Sadly, isolation is still a reality for many people who are facing their final moments alone due to visitation restrictions put in place early in the COVID-19 pandemic.

Federal leadership is critical to guide healthcare providers as they struggle to balance the need for in-person visitation with important safety concerns for visitors and staff, especially amid vaccine rollouts and new variants of the virus emerging. Addressing these challenges to strike the right balance should be a formal part of the Biden administration’s COVID-19 response strategy.

I serve as president and CEO of Capital Caring Health, which has supported nearly 120,000 patients and families through life-limiting illness. At our four inpatient centers, every day of the year regardless of the pathogen situation, we allow two family visitors at a time plus pets—pets are very important to our terminal patients as well as family.

We have had zero cases of COVID-19 transmission since the beginning of the pandemic at any of these centers. We have strict safety protocols as well as air filtration purification systems in each room. We even let a family member spend the night with their loved one.

I’m also co-chair of the Coalition to Transform Advanced Care, where we leverage advocacy to improve the lives of people with serious illness, who are especially vulnerable to complications and death due to COVID-19. C-TAC has heard from healthcare providers, patients and families about the heartbreak and suffering from restrictions on visitation.

Navigating in-person visitation during the COVID-19 pandemic has been immensely stressful for all involved, from upset family members to overwhelmed staff to healthcare facilities that must find a balance between supporting patients and protecting workers.

Many facilities have used technology to help bridge the gap between patients and families. This effort should be applauded, but virtual visits are not a universal solution. Families from low-income communities often lack the resources needed for these virtual visits, like broadband internet, smartphones or tablets. The inherent limitations of virtual visits can also make it difficult for families to make fully informed treatment decisions for their seriously-ill loved one.

CMS released visitation guidance for nursing homes in September, expanding the definition of a “compassionate care” visit beyond those near death. Unfortunately, many nursing homes have not been educated on this update and still restrict visits to limited end-of-life scenarios. There has been no guidance to hospitals or other health facilities on this topic. Lack of visitation leads to suffering for patients, families and staff as a result of depression, anxiety and moral distress.

Since September, there have been major developments in the pandemic, such as the increasing availability of vaccines, the emergence of new COVID-19 variants, and a growing body of knowledge about how to better protect ourselves and treat those who are sick–all of which have serious implications for in-person visitation and should be addressed in the Biden administration’s COVID-19 response. Healthcare facilities have developed new safety protocols over the course of the pandemic to adjust and facilitate more meaningful visits, but they would benefit greatly from federal expertise and the dissemination of best practices.
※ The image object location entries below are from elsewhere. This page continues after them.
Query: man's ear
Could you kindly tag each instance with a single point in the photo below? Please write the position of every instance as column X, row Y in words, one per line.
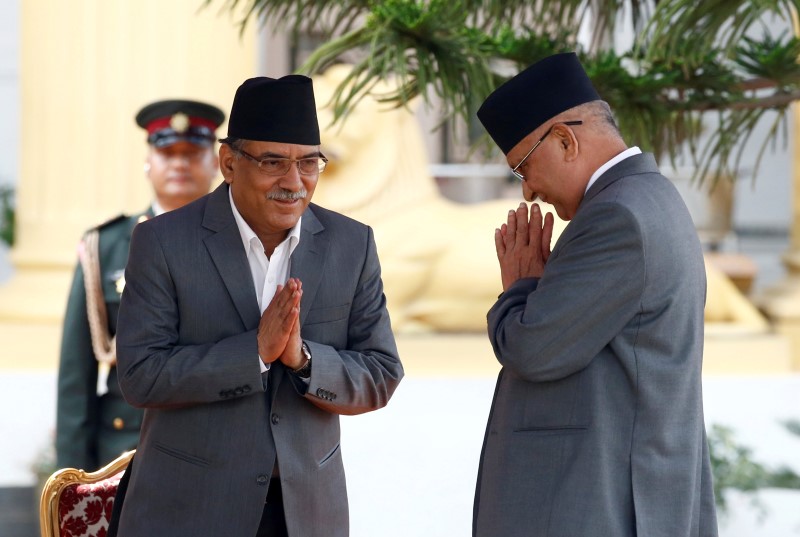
column 226, row 158
column 567, row 140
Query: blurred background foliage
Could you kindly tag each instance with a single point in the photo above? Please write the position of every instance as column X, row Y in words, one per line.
column 733, row 468
column 687, row 59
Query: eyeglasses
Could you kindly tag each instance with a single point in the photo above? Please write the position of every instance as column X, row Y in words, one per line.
column 521, row 162
column 280, row 166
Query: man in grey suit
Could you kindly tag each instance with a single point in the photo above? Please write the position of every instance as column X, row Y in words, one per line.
column 251, row 319
column 596, row 427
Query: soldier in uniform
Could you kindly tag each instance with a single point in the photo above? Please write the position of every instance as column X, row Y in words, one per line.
column 94, row 424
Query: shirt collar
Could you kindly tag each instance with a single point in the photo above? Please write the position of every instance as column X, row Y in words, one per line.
column 247, row 234
column 631, row 151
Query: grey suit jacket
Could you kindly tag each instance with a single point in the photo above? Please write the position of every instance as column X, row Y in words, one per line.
column 596, row 426
column 187, row 353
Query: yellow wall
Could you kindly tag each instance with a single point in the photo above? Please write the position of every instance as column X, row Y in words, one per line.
column 86, row 68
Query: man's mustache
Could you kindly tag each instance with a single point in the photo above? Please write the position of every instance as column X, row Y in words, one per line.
column 290, row 195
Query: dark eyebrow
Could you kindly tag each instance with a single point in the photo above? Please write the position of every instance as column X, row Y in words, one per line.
column 269, row 154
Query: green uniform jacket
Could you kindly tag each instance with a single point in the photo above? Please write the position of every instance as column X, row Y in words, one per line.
column 91, row 430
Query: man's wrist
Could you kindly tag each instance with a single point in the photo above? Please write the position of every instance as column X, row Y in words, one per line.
column 304, row 371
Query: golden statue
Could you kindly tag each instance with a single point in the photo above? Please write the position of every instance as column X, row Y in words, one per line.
column 440, row 268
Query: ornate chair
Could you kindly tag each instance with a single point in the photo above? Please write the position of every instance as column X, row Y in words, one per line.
column 76, row 503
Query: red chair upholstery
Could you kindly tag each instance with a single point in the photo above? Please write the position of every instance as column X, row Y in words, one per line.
column 76, row 503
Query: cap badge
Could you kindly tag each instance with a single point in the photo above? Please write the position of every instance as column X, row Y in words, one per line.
column 179, row 122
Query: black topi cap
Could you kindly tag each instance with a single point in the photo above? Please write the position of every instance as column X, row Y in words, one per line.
column 275, row 110
column 176, row 120
column 535, row 95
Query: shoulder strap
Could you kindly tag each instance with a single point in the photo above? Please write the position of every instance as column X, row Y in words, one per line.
column 103, row 345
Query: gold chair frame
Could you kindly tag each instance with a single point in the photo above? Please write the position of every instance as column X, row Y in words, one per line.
column 61, row 479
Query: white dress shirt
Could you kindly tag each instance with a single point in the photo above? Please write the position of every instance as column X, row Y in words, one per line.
column 267, row 273
column 619, row 158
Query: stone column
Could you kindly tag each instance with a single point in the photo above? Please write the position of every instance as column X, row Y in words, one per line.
column 86, row 68
column 781, row 303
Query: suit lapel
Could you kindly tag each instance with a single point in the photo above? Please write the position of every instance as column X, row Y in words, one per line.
column 308, row 259
column 226, row 251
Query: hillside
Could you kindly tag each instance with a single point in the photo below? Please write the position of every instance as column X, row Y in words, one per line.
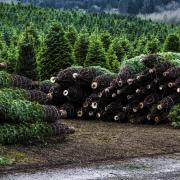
column 128, row 6
column 131, row 36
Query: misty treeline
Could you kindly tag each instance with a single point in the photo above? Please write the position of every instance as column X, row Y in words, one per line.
column 33, row 37
column 169, row 13
column 125, row 6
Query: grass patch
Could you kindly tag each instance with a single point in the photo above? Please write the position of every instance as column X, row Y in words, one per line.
column 5, row 159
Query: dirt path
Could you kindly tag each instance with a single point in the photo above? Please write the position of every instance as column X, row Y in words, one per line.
column 160, row 167
column 97, row 142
President Biden’s national COVID-19 response strategy supports “the accelerated distribution of vaccines to residential care settings,” but does not specifically mention in-person visitation. While early data suggests that the COVID-19 vaccine reduces transmission and hospitalizations, the fact remains that we owe it to our patients and their families to think deeply and come up with safe ways for them to connect.

The circumstances surrounding COVID-19 are constantly changing and it’s critical to remember the emotional toll that restrictions on visitation are having across the country. As the administration continues to tackle this unprecedented crisis, we call on leaders to give healthcare organizations the guidance needed to do right by patients, families and front-line workers.